Suspect in Abe shooting has debts of ¥1 million

A man who looks like Tetsuya Yamagami is seen in this still image from a security camera in Okayama on July 7.

The suspect in the fatal shooting of Shinzo Abe was more than ¥1 million in debt when he attacked the former prime minister, investigative sources have revealed.

Tetsuya Yamagami, 41, had been spending money on materials to make weapons since last autumn, and the Nara prefectural police are investigating his financial situation prior to the incident.

After leaving the Maritime Self-Defense Force in 2005, Yamagami flitted between jobs as a part-timer and temporary worker. He had worked as a forklift driver at a factory in Kyoto Prefecture since October 2020 as a temp, but quit in May due to poor health. Since then, Yamagami is believed to have been unemployed and had no income.

According to the investigative sources, the police made inquiries at financial institutions and consumer finance firms and learned that Yamagami had about ¥200,000 left in his bank account and owed more than ¥1 million in loans at the time of the shooting.
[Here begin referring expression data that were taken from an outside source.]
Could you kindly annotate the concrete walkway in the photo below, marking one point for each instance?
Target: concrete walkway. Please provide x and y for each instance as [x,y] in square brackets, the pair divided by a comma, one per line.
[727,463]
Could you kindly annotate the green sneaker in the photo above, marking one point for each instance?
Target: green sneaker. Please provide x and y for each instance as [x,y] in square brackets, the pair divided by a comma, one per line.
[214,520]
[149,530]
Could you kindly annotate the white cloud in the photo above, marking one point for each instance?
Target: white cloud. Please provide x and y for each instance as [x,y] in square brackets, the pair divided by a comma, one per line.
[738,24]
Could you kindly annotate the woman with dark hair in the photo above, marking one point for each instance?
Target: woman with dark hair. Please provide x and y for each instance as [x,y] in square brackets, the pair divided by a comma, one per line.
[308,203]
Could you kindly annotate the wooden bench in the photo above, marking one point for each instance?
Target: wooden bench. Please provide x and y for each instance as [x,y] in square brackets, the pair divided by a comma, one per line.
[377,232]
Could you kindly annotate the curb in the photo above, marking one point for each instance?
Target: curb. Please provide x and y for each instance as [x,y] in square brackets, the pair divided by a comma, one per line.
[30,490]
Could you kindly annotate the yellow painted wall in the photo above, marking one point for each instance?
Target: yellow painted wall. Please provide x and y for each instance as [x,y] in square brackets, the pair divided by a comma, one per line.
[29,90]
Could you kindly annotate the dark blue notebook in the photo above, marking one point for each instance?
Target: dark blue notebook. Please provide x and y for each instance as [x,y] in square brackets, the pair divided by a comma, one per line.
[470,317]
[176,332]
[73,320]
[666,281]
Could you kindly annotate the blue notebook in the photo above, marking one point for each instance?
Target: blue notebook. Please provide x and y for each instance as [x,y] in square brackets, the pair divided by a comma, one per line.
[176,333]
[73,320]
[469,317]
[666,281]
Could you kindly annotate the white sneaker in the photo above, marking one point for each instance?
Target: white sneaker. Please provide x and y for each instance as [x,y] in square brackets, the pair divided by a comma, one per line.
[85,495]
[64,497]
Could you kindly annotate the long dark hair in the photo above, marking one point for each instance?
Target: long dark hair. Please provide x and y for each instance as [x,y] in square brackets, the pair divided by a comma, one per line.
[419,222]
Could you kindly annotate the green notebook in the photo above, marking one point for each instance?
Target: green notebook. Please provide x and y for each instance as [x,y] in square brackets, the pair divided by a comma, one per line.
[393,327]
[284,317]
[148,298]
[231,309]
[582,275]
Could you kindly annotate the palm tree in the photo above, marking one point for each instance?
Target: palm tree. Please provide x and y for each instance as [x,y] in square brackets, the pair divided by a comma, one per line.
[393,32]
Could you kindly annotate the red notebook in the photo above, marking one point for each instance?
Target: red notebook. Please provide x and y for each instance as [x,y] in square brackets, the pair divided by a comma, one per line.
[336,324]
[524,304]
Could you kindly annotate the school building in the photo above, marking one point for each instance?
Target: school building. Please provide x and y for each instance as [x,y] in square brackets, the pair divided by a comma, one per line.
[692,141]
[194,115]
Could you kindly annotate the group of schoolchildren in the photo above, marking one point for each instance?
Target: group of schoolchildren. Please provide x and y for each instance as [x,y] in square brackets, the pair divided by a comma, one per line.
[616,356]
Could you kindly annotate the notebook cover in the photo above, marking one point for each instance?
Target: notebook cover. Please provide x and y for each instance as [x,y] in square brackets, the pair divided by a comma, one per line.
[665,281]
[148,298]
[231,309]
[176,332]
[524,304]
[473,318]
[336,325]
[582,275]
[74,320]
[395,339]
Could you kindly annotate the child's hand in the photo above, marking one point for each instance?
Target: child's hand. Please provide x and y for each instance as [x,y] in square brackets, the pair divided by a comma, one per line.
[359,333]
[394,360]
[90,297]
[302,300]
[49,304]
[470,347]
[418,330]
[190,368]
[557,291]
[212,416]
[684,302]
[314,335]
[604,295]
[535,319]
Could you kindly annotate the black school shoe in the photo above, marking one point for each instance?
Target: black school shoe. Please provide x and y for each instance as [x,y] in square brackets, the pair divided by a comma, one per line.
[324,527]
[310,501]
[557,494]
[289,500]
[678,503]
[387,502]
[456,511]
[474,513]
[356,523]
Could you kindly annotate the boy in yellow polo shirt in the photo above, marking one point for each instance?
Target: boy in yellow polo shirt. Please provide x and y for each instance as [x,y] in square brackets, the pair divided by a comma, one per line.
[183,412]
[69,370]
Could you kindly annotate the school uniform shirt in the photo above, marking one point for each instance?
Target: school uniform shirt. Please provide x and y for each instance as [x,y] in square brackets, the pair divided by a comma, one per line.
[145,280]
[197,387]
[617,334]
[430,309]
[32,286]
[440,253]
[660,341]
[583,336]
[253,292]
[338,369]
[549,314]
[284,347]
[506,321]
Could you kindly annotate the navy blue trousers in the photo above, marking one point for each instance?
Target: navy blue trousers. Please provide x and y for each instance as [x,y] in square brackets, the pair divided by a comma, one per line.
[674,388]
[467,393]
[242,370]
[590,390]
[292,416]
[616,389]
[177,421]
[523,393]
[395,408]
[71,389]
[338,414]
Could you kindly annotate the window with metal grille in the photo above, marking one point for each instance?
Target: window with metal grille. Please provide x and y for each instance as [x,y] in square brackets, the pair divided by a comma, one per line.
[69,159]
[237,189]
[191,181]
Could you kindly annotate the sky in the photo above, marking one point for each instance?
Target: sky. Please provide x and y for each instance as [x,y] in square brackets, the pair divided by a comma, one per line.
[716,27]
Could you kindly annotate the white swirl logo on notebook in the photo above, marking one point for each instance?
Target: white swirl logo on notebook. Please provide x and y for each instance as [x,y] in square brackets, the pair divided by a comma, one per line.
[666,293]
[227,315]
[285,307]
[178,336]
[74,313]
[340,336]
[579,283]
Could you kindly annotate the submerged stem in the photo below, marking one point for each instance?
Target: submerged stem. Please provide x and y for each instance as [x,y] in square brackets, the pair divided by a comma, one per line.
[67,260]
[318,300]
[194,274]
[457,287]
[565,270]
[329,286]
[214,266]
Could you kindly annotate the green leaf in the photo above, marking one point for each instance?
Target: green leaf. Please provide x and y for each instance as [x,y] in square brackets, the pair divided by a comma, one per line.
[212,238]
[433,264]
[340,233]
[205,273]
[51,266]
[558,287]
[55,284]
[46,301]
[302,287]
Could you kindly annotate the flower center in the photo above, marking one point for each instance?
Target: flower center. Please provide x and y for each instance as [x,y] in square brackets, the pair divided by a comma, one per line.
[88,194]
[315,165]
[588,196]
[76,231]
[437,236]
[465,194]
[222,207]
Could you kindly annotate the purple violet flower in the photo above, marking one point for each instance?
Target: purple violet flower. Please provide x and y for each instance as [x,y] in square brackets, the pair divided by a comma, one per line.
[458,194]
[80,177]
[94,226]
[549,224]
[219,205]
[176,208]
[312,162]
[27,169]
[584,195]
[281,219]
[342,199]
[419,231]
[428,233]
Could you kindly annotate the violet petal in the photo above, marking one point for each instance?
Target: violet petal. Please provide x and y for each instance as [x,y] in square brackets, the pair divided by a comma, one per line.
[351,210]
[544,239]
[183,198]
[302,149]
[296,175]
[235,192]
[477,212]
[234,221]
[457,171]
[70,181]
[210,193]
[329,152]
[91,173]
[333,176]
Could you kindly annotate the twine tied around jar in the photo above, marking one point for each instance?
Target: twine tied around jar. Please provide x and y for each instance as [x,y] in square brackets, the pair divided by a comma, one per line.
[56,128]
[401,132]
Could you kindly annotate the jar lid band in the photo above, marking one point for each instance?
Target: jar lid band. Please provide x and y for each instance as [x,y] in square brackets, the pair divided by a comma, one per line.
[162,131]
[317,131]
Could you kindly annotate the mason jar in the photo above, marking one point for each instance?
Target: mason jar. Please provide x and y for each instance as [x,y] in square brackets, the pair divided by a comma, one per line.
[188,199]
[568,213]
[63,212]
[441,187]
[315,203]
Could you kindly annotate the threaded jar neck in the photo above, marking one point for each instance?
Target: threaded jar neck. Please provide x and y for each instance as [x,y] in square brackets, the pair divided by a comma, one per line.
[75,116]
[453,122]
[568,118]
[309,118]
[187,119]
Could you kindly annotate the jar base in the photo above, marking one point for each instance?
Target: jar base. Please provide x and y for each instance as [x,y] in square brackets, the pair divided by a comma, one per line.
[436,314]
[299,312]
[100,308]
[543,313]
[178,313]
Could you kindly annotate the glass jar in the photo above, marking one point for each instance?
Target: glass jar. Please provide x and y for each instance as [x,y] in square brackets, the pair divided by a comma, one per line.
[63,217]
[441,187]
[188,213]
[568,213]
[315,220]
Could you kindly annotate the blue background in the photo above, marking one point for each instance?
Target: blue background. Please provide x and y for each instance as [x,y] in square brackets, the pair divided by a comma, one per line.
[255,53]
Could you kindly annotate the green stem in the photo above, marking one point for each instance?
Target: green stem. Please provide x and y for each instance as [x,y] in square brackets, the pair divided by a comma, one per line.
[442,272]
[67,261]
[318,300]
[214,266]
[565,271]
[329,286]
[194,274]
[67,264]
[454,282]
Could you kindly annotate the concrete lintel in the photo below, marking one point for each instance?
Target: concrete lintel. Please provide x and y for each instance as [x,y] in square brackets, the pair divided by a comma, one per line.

Yamagami told the police that he “started making weapons in autumn last year.” The police found several handmade guns, an electronic scale, a blender and other tools at his home. Yamagami told the police that he used them “to make guns and live cartridges.”

Yamagami’s monthly salary as a temporary worker was about ¥200,000, and the monthly rent for his apartment was in the ¥30,000 range.

The police think most of the money he borrowed went toward making weapons, and that he may have wanted to attack Abe before his money ran out.

Letter mailed from Okayama

Yamagami has confirmed to the police he sent a letter from Okayama City on July 7, the day before the attack.

Kazuhiro Yonemoto, 71, a writer and blogger critical of the Unification Church, received a letter on a sheet of A4 paper in which Yamagami expressed strong resentment toward the religious group officially called the Family Federation for World Peace and Unification, and also hinted that he would kill Abe.

Yamagami told the police he sent the letter to Yonemoto because they had exchanged messages on his blog in the past. The police have seized the letter from Yonemoto.

The police found text data identical to the letter sent to Yonemoto, who lives in Matsue, on a seized computer.

The police suspect Yamagami sent the letter before going to the venue of a campaign event that Abe had been scheduled to attend.

The venue is located about 1.3 kilometers east of JR Okayama Station. A security camera at a nearby convenience store showed a man believed to be Yamagami putting a letter into a mailbox there.

The Yomiuri Shimbun obtained footage from a security camera in a shopping district located about 1.1 kilometers east of the station showing a man who looks like Yamagami walking in the direction of the venue at around 5:40 p.m. on July 7.

The police suspect Yamagami posted the letter before going to the campaign event, which started at 7 p.m.

The police found that Yamagami checked Abe’s schedule in Okayama several times on his smartphone from July 3.

A House of Councillors election candidate posted the schedule on social media on June 30.

Yamagami has told the police that he learned about Abe’s speech in Okayama City on the internet.